Looking for 100 - 150 acres for lease in one of the above mentioned counties.


----------



## REDFOXJR (Dec 27, 2010)

Me to, think the odds may be against us though, I have approx 5 guys, that want to lease our own land. maybe interested in combining to broadin our search. You interested? We are very respectable hunters.
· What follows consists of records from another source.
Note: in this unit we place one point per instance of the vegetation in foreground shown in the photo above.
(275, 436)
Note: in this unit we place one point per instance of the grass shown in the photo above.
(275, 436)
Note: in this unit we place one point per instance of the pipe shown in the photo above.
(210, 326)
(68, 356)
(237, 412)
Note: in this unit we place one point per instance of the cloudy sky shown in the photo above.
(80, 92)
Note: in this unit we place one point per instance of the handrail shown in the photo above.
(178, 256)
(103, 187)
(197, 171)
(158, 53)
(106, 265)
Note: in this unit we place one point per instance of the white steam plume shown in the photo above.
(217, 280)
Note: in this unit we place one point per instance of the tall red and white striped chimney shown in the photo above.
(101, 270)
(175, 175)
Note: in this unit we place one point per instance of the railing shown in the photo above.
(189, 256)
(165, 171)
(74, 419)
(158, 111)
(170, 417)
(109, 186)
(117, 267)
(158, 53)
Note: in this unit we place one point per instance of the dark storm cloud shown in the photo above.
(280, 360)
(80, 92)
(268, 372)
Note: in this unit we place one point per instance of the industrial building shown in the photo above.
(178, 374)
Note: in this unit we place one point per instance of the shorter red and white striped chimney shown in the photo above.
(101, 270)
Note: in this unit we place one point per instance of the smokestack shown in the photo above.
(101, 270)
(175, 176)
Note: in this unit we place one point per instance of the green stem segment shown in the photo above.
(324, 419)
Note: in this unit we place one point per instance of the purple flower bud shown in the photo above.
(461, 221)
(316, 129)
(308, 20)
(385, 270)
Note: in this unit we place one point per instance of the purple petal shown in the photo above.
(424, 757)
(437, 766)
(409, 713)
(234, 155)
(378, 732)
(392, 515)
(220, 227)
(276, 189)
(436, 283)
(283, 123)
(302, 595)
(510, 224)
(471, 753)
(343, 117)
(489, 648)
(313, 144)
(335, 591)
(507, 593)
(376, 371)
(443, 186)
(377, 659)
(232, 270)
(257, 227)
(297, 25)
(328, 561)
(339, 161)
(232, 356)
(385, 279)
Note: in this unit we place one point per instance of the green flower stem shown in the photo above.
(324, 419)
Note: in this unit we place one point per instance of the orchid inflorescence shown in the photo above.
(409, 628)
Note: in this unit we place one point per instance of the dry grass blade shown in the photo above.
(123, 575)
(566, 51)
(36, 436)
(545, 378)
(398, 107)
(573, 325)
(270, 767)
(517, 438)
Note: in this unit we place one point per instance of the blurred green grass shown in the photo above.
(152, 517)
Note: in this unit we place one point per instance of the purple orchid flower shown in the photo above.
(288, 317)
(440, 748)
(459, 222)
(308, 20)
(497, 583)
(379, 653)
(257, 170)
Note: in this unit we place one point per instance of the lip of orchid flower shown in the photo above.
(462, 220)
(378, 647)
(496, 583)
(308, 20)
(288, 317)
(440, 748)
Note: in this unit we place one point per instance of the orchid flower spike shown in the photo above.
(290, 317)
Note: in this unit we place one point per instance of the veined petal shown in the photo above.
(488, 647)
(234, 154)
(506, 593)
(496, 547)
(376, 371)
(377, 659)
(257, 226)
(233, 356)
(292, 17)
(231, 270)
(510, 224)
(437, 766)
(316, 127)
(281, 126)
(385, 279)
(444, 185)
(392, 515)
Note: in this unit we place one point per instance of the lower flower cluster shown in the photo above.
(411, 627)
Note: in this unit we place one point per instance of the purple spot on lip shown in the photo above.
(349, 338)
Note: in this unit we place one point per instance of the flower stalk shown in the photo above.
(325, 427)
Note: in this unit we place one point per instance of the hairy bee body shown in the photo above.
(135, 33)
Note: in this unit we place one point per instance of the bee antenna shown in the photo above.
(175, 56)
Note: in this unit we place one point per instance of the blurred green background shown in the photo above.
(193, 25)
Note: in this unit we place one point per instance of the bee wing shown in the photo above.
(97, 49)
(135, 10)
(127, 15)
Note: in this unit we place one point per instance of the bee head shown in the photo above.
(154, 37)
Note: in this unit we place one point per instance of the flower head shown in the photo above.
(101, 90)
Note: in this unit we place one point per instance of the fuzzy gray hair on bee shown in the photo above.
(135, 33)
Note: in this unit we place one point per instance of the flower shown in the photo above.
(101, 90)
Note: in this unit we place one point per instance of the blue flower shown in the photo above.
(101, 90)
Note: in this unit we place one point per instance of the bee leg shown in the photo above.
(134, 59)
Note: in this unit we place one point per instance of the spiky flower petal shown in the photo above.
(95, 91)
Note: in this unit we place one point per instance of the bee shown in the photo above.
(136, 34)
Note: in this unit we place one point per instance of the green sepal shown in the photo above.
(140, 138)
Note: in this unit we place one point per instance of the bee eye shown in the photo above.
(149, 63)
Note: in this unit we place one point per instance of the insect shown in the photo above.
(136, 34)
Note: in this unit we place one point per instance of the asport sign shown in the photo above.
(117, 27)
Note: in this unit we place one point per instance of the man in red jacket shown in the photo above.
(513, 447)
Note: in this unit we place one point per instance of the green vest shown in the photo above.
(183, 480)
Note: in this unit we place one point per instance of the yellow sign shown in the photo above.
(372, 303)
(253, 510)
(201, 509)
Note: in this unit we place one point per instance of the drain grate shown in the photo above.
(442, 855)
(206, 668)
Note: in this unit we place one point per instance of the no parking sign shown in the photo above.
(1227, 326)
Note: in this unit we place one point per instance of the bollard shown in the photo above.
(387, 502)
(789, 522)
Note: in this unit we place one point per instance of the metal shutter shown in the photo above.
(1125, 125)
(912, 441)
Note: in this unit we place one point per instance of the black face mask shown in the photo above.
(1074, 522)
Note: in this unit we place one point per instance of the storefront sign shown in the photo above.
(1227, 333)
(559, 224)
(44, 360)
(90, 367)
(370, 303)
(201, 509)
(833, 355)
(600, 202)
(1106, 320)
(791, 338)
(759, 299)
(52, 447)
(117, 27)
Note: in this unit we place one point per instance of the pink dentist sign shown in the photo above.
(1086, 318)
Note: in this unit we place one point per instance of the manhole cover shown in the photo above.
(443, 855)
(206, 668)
Lookin to hunt deer,turkey, and hogs if available.


----------



## GEORGIA BULLDOG MAN (Jan 14, 2011)

*Looking also*

I'M IN STOCKBRIDGE AND LOOKING FOR SOMETHING IN THOSE COUNTIES ALSO. IF ANYTHING COMES UP AND YOU NEED ANOTHER MEMBER, PM  ME ON HERE. I AM 58 YEARS OLD, DISABLED, WOULD HUNT MOSTLY DURING THE WEEK. I DO CAMP OUT ALOT, SO I WILL BE GOOD EYES TO HAVE AROUND.  MICHAEL        YOU CAN CALL ME ALSO   770-846-1133


----------



## trojan7794 (Jan 14, 2011)

Count me in. I live in Lamar County. I am looking to find something too


----------



## Faithrider (Feb 7, 2011)

I live in pike co. and I am looking for a place to run rabbits and hunt deer. Let me know if you find something I will keep looking also, send me a p.m. if you need more info!


----------



## REDFOXJR (Feb 13, 2011)

If I can round up the land, i will let u guys know.


----------



## AbnormalEKG (Feb 14, 2011)

I live in Lamar. I could use a good place for deer.


----------